Возможность новой синтетической философии. — Попытка Спенсера. — Почему она не вполне удалась. — Метод не выдержан. — Неверное понимание «борьбы за существование».

С тех пор как антропологию — то есть физиологическое развитие человека и историю его религий и его учреждений — стали изучать таким же путем, как изучают и все другие естественные науки, стало, наконец, возможным понять главные существенные черты истории человечества. Так же стало возможно отделаться навсегда от метафизики, мешавшей изучению истории, как библейские предания мешали когда-то изучению геологии.

Казалось бы поэтому, что когда Герберт Спенсер, в свою очередь, принялся за построение «Синтетической философии» во второй половине XIX в., он мог бы сделать это, не впадая в ошибки, которые встречаешь в «Позитивной политике» Конта. И, однако, «Синтетическая философия» Спенсера, представляя собой шаг вперед (в этой философии нет места для религии и религиозных обрядов), содержит еще в своей социологической части столь же крупные ошибки, как и работа Конта.

Дело в том, что, дойдя до психологии обществ, Спенсер не сумел остаться верным своему строго научному методу при изучении этой отрасли знания и не решился признать всех выводов, к которым его приводил этот метод. Так, например, Спенсер признавал, что земля не должна быть частною собственностью. Землевладелец, пользуясь своим правом повышать по своему усмотрению арендную плату за землю, может мешать тем, кто работает на земле, извлекать из нее все то, что они могли бы извлечь посредством усиленной обработки; или даже он может оставить землю без всякой обработки, ожидая того времени, когда цена за десятину его земли поднимется достаточно высоко вследствие того только, что другие земледельцы будут трудиться вокруг на своей земле. Подобная система — Спенсер поспешил признать это — вредна для общества и полна опасностей. Но, признавая это зло относительно земли, он не решился сделать то же заключение относительно других накопленных богатств ни даже относительно рудников и доков, не говоря уже о фабриках и заводах.

Или также он поднял голос против вмешательства государства в жизнь общества и даже придал одной из своих книг заглавие, представлявшее целую революционную программу, — «Личность против государства». Но мало-помалу, под предлогом сохранения охранительной деятельности государства, он кончил тем, что восстановил государство полностью, как оно есть теперь, поставив ему только несколько робких ограничений.
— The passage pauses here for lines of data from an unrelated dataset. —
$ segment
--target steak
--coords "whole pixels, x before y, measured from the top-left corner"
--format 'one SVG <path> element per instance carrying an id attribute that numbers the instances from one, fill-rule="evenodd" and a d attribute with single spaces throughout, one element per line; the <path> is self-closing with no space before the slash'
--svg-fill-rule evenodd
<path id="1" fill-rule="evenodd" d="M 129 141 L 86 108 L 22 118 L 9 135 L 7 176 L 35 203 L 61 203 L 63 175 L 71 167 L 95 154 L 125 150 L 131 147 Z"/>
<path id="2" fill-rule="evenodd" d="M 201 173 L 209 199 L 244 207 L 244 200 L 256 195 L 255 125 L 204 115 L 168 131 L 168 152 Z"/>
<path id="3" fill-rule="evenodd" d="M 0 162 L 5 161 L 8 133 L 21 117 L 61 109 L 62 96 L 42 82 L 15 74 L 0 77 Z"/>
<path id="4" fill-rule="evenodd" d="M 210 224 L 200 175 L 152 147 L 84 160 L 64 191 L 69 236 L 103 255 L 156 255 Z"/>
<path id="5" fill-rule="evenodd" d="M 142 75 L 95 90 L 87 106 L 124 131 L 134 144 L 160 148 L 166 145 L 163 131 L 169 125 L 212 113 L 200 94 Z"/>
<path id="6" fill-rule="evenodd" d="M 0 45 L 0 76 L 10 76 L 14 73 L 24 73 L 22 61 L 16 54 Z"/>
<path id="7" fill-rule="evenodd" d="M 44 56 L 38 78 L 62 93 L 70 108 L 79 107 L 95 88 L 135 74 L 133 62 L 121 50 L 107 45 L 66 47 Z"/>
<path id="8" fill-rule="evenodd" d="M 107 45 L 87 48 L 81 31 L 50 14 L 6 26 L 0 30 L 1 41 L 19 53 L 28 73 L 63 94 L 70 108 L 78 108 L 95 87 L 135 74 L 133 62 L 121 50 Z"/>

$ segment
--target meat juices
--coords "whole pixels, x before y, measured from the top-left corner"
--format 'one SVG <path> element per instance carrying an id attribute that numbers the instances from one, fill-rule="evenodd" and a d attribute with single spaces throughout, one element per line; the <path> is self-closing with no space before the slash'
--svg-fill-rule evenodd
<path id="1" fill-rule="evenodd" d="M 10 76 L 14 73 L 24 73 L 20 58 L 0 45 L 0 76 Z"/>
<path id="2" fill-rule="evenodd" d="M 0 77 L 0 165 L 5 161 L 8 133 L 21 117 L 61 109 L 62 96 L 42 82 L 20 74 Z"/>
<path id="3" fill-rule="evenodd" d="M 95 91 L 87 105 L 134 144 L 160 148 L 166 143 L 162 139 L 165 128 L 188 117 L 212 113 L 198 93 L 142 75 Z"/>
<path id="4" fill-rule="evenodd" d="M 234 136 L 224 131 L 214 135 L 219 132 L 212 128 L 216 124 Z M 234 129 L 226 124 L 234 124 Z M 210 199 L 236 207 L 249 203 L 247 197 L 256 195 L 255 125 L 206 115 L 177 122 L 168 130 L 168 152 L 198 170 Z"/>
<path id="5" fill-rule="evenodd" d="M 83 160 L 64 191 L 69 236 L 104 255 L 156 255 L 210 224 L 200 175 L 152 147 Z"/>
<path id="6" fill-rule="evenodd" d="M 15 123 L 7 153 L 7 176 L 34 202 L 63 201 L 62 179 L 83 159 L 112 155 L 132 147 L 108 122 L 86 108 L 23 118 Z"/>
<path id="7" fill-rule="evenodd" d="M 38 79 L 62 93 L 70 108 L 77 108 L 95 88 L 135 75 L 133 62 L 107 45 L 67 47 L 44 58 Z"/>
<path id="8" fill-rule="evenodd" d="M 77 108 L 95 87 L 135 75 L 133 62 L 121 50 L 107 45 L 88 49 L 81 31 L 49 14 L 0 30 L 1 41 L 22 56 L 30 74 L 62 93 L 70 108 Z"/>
Можно объяснить, без сомнения, эти и другие противоречия того же рода тем, что Спенсер построил социологическую часть своей философии под влиянием английского радикального движения гораздо раньше, чем он написал естественнонаучную часть. Действительно, он напечатал свою «Статику» в 1851 г., то есть в эпоху, когда антропологическое изучение человеческих учреждений было еще в зародыше. Но во всяком случае результат был тот, что так же, как Конт, Спенсер не изучал человеческие учреждения самих по себе, без предвзятых идей, заимствованных из чуждой науке области. Кроме того, как только Спенсер дошел до философии общественной, он начал пользоваться новым, самым обманчивым методом — именно методом сходств (аналогий), которым он, конечно, не пользовался при изучении физических фактов. Этот метод позволил ему оправдать целую массу предвзятых идей. В результате мы до сих пор не имеем еще настоящей синтетической философии, построенной по одному и тому же методу в обеих своих частях: естественнонаучной и социологической.

Нужно сказать, что Спенсер был наименее подходящим человеком для изучения первобытных учреждений дикарей. В этом отношении он даже преувеличивал обычную для большинства англичан ошибку — именно неспособность понимать нравы и обычаи других народов. «Мы — люди римского права, а ирландцы — люди обычного права; вот почему мы не понимаем друг друга», сказал мне однажды Джемс Ноульз, очень умный и очень проницательный англичанин. Но эта неспособность понимать другую цивилизацию становится еще более очевидной, когда дело идет о тех, кого англичане называют «низшими расами». Так было со Спенсером. Он был совершенно неспособен понять дикаря с его почитанием своего племени, «с его кровной местью», которая считалась долгом у героев исландских саг, и он так же был неспособен понять бурную, полную борьбы и гораздо более близкую нам жизнь средневековых городов. Понятия права, встречающиеся в эти эпохи, были совершенно чужды Спенсеру. Он видел в них только дикость, варварство, жестокость, и в этом отношении он делал решительно шаг назад по сравнению с Огюстом Контом, который понимал важную роль средних веков в прогрессивном развитии учреждении, — идея, с тех пор слишком забываемая во Франции.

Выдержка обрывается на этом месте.